Despite disqualification from acting as a director for five years in 2000, Knight also continued to act as a director of several companies while bankrupt.

Knight, who returned from Panama to face justice, aged 67, was sentenced at Bristol Crown Court on 22 March 2017 after pleading guilty to 11 separate offences. The Judge also ordered Knight to undertake 100 hours unpaid work and be subject to a four month curfew between 8pm to 6am.

His conviction follows a prosecution by the Insolvency Service.

 

False payslips

Knight had instructed an employee to manufacture false pay slips in support of his associate’s mortgage applications.

After bankruptcy on 16 August 2000, he failed to inform the Official Receiver that some two months earlier, he had transferred his property in favour of the Linear Property Company Ltd.

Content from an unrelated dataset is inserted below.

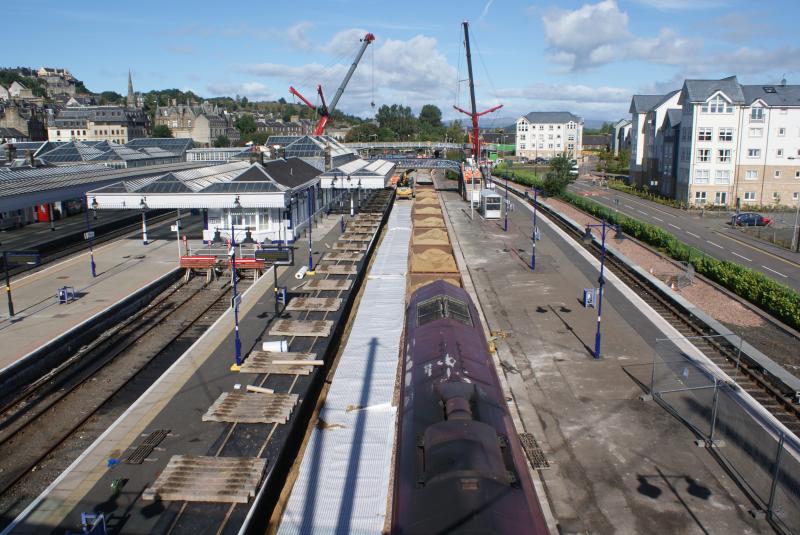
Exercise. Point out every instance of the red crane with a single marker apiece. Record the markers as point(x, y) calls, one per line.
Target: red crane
point(324, 111)
point(476, 141)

The offences dated back to between 2000 and 2004 when Knight was both bankrupt and subject to a disqualification order, but Knight was improperly involved in a number of limited companies in the Gloucestershire area, one of which went into liquidation with creditors totalling £552,947.03.

 

Criminal investigation

Criminal proceedings were commenced against Royston Knight in 2004 by the then-Department for Trade and Industry (DTI), by which time, he had left the UK. A warrant was obtained for his arrest and in November 2015, on returning to the UK from Panama, Knight was arrested and brought before the court to face charges.

Deputy Chief Investigating Officer, Liam Mannall from the Insolvency Service said: “This case involved serious wrongdoing and is a demonstration of the long memory that justice retains.

“The insolvency regime should not be abused, nor should a disqualification order be ignored, the consequences are likely to catch up with those who ignore this.”